I was recently working with someone on a similar project. I set up four test cases, and I can think
of several more to try. We had + words and - words (must-have, must-not-have).

Select ... Where ... And Exists (each + word) ... and Not Exists (any of the - words)

Select sum(one_word.word_count) ... Inner Join (any of the + words) ... Left Join (any of the -
words) ... Having (positive count for all + words, 0 count for all - words)

Select distinct ... Inner Join (each + word) ... Where Not Exists (any of the - words)

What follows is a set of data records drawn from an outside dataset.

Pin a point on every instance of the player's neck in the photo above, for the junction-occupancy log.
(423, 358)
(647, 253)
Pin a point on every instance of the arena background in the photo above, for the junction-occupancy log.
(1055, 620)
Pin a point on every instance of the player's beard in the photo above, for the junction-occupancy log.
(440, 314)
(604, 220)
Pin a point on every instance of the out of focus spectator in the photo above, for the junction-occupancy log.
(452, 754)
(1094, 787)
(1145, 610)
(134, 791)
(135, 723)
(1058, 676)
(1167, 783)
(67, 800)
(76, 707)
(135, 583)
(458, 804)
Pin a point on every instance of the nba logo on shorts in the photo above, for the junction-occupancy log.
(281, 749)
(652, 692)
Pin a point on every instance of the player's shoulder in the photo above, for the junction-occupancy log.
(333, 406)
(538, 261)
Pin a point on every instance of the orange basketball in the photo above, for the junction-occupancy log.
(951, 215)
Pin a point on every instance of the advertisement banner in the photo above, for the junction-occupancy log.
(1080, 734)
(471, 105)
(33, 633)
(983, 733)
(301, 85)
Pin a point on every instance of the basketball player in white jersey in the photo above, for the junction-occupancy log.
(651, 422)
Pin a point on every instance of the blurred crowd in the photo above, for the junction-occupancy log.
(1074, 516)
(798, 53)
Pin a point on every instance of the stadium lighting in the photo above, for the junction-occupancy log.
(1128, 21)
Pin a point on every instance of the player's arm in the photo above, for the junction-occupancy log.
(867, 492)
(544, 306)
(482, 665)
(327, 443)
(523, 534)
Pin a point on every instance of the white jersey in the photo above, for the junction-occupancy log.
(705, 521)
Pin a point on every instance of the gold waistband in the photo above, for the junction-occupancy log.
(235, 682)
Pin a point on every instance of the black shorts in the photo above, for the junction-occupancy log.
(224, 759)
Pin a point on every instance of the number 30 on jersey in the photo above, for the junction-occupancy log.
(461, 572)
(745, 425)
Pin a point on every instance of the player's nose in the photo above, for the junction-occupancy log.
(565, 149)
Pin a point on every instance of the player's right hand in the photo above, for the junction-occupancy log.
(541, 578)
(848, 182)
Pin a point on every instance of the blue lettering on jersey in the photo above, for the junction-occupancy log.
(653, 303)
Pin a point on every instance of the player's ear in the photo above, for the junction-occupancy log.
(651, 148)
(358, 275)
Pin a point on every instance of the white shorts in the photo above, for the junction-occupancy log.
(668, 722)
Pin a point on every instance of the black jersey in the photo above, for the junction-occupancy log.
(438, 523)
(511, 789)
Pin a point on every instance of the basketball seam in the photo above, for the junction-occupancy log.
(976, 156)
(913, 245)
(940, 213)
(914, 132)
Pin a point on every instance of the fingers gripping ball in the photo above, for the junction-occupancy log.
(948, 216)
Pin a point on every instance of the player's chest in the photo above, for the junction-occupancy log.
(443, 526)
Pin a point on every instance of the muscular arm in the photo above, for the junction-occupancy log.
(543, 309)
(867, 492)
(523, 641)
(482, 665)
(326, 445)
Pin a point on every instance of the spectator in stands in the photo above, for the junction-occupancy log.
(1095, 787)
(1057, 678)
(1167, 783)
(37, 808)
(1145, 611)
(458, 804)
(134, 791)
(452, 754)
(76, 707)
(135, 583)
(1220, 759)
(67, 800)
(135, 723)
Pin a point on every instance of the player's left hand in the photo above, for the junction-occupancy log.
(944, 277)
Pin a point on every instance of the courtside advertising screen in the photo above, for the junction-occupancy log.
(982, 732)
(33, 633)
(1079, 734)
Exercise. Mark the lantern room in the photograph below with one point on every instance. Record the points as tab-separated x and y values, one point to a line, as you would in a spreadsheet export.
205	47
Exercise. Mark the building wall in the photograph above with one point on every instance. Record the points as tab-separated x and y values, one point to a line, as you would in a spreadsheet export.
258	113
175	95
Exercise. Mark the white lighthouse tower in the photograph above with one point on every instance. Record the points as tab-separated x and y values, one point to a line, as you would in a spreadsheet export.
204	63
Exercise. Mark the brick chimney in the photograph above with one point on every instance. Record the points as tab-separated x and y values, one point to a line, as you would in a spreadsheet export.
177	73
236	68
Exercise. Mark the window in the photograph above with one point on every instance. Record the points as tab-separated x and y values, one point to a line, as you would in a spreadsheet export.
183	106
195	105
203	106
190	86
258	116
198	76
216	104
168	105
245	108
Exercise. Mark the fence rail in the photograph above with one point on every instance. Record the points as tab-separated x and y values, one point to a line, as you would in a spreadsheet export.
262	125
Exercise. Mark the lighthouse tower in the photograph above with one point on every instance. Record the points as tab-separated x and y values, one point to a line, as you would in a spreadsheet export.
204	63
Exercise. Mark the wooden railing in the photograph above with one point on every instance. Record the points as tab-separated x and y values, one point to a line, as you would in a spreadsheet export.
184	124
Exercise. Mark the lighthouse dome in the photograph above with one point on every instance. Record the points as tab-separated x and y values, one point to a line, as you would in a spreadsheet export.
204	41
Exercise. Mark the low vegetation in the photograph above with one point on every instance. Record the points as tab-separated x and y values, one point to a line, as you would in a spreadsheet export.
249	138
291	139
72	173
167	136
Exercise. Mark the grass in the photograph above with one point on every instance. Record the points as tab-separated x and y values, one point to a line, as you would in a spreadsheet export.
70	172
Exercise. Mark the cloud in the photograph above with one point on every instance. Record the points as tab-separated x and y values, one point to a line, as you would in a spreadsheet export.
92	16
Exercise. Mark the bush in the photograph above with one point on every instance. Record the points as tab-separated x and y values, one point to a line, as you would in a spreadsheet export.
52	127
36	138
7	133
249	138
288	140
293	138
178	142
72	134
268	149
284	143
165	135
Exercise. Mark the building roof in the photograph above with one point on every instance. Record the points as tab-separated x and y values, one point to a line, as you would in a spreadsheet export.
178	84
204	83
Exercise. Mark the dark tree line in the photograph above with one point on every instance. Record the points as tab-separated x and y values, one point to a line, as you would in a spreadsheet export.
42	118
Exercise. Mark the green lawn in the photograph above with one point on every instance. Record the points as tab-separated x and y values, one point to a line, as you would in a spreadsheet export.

[another method involved selecting all documents, and all counts of words for all words involved,
then doing an after-the-fact clean-up in which documents with - words were removed, and documents
that didn't have at least one of each of the + words were removed as well.]

Something I did the other day involved a query like ...

select count(select distinct things from somewhere where things in (list of things i want)), ...
group by ... having (that same count) = number of things in the list that i wanted. That made sure
i had each of the things i wanted, without any consequences if there were more.

I haven't tested that against a larger database to see how quickly it runs, and I haven't tried
doing it with both + and - entries. You could easily enough add a 'where not exists' or somesuch.

-Philip


---------- Original Message -----------
From: Bob Murdoch <ram5@...>

> Ian,
>
> That's an interesting strategy. I'll give it a try, and see how
> scalable it is.
>
> Bob M..
>
> At 4/19/2004 09:27 AM, Ian A. Newby wrote:
> >Hi Bob,
> >
> >try,
> >
> > select
> > c.article
> > from
> > content c
> > join keyword k1 on (c.content_id = k1.content_id)
> > join keyword k2 on (c.content_id = k2.content_id)
> > join keyword k3 on (c.content_id = k3.content_id)
> > where
> > k1.word = 'firebird' and
> > k2.word = 'database' and
> > k3.word = 'search'
> >
> >Regards
> > Ian Newby

------- End of Original Message -------